ONE OF THE HOLLYWOOD REPORTER'S 100 GREATEST FILM BOOKS OF ALL TIME - From one of our most distinguished film scholars, comes a rich, penetrating, amusing book about the golden age of movies and how the studios worked to manufacture stars.

With revelatory insights and delightful asides, Jeanine Basinger shows us how the studio "star machine" worked when it worked, how it failed when it didn't, and how irrelevant it could sometimes be. She gives us case studies focusing on big stars groomed into the system: the "awesomely beautiful" (and disillusioned) Tyrone Power; the seductive, disobedient Lana Turner; and a dazzling cast of others. She anatomizes their careers, showing how their fame happened, and what happened to them as a result. Deeply engrossing, full of energy, wit, and wisdom, The Star Machine is destined to become an classic of the film canon.



Review Quotes




"Startling. . . . An enormous new book of star lore . . . Basinger nestles with almost delicious comfort into the intimate procedures of star manufacture."
--The New Yorker

"Luxurious, often delicious. . . . Ms.
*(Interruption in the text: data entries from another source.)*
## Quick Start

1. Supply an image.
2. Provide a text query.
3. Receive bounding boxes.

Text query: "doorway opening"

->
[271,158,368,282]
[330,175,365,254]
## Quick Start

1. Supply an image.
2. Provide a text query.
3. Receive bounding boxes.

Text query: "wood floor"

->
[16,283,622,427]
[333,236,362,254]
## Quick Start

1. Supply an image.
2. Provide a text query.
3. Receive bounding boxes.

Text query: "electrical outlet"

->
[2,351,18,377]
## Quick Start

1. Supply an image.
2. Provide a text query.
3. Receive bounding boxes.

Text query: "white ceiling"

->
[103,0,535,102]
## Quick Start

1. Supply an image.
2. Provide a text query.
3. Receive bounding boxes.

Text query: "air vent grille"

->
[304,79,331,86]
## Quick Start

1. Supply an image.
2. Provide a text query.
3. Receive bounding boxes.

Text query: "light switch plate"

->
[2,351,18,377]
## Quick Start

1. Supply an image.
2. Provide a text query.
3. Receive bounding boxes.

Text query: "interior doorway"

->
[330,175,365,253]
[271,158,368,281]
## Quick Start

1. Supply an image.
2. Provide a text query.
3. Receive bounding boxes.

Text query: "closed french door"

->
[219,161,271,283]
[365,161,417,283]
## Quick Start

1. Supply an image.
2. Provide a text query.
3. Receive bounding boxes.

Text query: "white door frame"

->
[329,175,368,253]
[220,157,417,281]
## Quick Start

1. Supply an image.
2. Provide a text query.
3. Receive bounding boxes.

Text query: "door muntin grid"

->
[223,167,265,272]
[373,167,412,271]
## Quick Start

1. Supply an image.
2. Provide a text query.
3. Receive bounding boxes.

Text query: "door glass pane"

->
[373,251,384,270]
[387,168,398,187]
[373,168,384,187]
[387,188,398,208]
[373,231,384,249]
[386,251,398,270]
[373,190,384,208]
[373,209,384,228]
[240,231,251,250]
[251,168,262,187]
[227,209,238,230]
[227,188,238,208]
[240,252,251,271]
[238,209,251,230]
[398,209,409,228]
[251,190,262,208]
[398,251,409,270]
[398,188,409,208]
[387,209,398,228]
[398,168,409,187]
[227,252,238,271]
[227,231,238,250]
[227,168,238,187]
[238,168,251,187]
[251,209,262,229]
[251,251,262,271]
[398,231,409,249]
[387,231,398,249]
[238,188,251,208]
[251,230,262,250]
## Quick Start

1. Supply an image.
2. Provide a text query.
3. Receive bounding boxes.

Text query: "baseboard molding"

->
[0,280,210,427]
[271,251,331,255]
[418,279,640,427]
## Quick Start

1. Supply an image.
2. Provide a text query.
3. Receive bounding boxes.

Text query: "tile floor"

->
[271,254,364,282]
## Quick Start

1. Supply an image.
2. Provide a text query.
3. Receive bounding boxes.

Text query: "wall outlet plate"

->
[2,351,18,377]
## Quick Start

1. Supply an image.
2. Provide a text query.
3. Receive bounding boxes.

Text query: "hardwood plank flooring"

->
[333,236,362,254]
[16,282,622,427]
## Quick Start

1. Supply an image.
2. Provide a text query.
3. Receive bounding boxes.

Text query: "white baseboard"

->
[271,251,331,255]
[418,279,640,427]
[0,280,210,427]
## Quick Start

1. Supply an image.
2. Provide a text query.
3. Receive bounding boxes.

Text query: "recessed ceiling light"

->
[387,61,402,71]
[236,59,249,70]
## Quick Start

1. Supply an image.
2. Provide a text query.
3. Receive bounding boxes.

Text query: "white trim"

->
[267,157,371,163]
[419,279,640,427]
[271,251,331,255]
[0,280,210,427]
Basinger tells her story with her customary verve and sass-she's the Rosalind Russell of film historians."
--The New York Observer

"Entertaining and informative. . . . [Basinger], whose enthusiasm for movies is reflected on every page, has a deft way of encapsulating the kernel of an actor's attraction."
--Chicago Sun-Times

"Engaging. . . . Smart, deeply researched but also chatty and fast-flowing. . . . Basinger's study of the studios' relentless spin control makes an instructive prism through which to view long skeins of Hollywood film history."
--Los Angeles Times



About the Author



Jeanine Basinger is the chair of film studies at Wesleyan University and the curator of the cinema archives there. She has written nine other books on film, including A Woman's View: How Hollywood Spoke to Women 1930-1960; Silent Stars, winner of the William K. Everson Award for Film History; The World War II Combat Film: Anatomy of a Genre; and American Cinema: 100 Years of Filmmaking, the companion book for a ten-part PBS series. She lives with her husband in Middletown, Connecticut.